= Number needed to vaccinate =

Epidemiologic metric

Number needed to vaccinate (NNV) is a metric used in the evaluation of vaccines, and in the determination of vaccination policy. It is defined as the average number of patients that must be vaccinated to prevent one case of disease. It is a specific application of the number needed to treat metric (NNT).

==Derivation==
NNV is the inverse of the absolute risk reduction of the vaccine. If the incidence in the vaccinated population is $I_e$, and the incidence in the unvaccinated population is $I_u$, then the NNV is $1/(I_u - I_e)$.
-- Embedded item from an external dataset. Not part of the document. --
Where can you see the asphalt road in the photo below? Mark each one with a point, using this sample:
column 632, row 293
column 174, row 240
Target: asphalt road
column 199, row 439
For example, one study reported a number needed to vaccinate of 5206 for invasive pneumococcal disease.

==Significance==
In order to determine a NNV, it is necessary to identify a specific population and a defined endpoint, because these can vary:
- Tuberculosis vaccination rates are much higher in Europe than in the United States.
- When evaluating a vaccine against chickenpox, it is necessary to define whether or not the endpoint would include shingles due to reactivation.
- If evaluating a HIV vaccine, the NNV may vary depending upon the expected standard of care in the absence of a vaccine, which may vary from continent to continent.
- If an infectious disease is acute and highly lethal, there may be large differences in the impact of the vaccine upon incidence and prevalence.

Despite the limitations, the NNV can serve as a useful resource. For example, it can be used to report the results of computer simulations of varying vaccination strategies.